On the Money

October 26, 2010
Posted by Jay Livingston

In the previous post, I suggested that Americans were much more likely to name streets after military heroes than after luminaries in other fields as the French do.* As Denis Colombi noted in his comment on that post, the French don’t ignore their military victories. But in looking for people to name things after, they cast a wider net.

Whose praises do we sing? Follow the money. If you’re an American, you know the greenback line-up: Washington, Jefferson, Lincoln, Hamilton, Jackson, Grant, Franklin.

How surprising to go to France and see a bill like this – something you would never have seen in the US. (You won’t see it in France any more either, now that the Euro reigns.)


An artist (Delacroix) and bare breasts.

Or this:


A female scientist, Marie Curie, and her husband Pierre.

Or this.



Voltaire, a writer remembered chiefly as a satirist.
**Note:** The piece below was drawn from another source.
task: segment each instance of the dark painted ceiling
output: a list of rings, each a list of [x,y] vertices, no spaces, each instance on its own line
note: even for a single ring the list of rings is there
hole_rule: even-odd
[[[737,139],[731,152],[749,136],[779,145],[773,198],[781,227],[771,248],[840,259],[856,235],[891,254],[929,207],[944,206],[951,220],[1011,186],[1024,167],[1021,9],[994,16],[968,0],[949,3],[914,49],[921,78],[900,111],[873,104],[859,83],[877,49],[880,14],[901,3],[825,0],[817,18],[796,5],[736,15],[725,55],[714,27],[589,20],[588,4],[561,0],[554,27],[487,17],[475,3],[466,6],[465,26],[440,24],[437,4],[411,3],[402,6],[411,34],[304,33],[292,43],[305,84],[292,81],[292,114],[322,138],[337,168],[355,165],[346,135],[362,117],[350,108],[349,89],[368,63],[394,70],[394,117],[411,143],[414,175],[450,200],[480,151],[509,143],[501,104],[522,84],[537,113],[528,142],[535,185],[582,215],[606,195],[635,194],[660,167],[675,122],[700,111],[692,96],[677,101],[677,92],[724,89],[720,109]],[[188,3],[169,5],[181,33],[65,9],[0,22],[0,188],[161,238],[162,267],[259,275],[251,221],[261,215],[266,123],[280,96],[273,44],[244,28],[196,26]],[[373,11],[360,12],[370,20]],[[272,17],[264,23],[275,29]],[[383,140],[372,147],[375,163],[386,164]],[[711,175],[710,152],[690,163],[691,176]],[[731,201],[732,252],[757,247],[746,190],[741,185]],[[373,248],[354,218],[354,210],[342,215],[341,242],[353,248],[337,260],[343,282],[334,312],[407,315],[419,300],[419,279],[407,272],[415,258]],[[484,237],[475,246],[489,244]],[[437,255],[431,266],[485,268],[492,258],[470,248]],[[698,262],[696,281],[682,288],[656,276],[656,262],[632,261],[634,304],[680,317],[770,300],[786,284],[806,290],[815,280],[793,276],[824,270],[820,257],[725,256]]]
Why not a Mark Twain bill for the US?

Who else filled the bill? Eiffel, Cézanne, Saint-Exupéry, Hugo, Molière, Racine, Voltaire, Debussy . . . .
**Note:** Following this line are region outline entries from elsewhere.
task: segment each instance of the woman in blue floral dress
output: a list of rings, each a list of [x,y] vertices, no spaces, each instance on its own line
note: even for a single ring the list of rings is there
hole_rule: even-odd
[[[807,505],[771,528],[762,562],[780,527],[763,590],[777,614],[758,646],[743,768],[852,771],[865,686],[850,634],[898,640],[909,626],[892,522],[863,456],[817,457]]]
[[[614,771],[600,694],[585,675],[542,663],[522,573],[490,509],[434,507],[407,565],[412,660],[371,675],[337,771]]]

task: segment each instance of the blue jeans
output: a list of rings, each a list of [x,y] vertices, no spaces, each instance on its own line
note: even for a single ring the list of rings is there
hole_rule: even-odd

* We do sometimes confer these naming honors on artists. I myself attended a primary school named after the great composer Stephen Foster.

3 comments:

maxliving said...

I believe another sociologist (or at least a criminologist) commented on the stricter requirements of the US for its currency images. See here: http://www.youtube.com/watch?v=Sy0VRRVs9wM&NR=1#t=02m15s

XavierM said...

You forgot Blaise Pascal, who was represented on the old 500 francs bank note.

http://blog.bourseducollectionneur.com/data/imgs/500-francs-pascal_126038220111484000.jpg

At that time it was the biggest existing bank note, and it was commonly named after the french philosopher : un billet de 500 francs = "un pascal"
(apologies for the bad english...)

PCM said...

The old Dutch notes, particularly the 50, 100, and 250(!) guilder notes didn't have people at all, but a sunflower, a bird (a snip), and a lighthouse. They didn't celebrate artists, but were were works of art themselves. They were beautiful.